The Basel Committee’s capital controls, caused the capital controls in Cyprus

John Plender writes “Distortions caused by capital controls is price of stability” March 27. Absolutely, but by the same token let us remember that a dumb search for stability also caused the distortions which resulted in these capital controls.

And I refer of course to those insidious capital requirements for banks concocted by the Basel Committee, and the Financial Stability Board in order to bring more stability to the banking system, all by giving the banks extraordinary incentives to hold exposures to what was perceived as “absolutely safe” and to stay away from what was perceived as “risky”.

The Basel II regulations required for instance the Cyprus banks to hold 8 percent in capital when lending to small Cypriot businesses and entrepreneurs, a reasonable leverage of 12.5 to 1, but required holding only 1.6 percent in capital when lending to Greece, a mindboggling 62.5 to 1 authorized leverage.

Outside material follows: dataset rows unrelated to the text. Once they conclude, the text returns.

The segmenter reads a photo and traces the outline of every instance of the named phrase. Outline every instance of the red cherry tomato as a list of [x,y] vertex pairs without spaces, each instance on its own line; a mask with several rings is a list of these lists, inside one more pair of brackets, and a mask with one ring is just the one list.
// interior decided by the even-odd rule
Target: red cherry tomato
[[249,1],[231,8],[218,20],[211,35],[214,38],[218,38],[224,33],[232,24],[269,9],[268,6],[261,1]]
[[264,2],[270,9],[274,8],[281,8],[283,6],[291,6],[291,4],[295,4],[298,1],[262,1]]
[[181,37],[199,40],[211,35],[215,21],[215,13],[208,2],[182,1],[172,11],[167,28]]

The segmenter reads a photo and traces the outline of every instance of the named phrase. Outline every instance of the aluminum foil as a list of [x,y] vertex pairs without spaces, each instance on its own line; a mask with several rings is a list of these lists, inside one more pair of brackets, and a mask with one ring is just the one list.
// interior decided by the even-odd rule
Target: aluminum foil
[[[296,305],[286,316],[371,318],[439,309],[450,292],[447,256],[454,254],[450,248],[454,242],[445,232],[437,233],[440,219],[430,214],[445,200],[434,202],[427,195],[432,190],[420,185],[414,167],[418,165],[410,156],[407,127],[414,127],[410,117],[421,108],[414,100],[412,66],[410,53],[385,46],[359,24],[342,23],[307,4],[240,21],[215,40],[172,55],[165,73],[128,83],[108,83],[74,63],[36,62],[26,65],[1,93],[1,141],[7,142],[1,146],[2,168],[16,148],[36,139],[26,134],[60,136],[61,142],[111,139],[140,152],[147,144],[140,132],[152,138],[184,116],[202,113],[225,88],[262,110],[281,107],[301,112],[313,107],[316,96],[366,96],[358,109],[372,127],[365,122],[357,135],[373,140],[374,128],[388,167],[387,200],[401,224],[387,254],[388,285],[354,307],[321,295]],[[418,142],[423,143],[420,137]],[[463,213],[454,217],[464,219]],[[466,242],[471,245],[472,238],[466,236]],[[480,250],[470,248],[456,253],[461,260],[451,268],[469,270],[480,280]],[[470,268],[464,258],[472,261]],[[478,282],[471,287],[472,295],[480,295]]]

We have now read reports which indicates that Bank of Cyprus' chairman Andreas Artemis handed in his resignation, along with four other directors, but the bank's board rejected the resignations. 

And this makes us ask: When are those bank regulators in the Basel Committee and the Financial Stability Board, like Mario Draghi, and who allowed banks from small Cyprus to lend to Greece as much as they did going to resign? I mean so that we too can reject their resignation and sack them.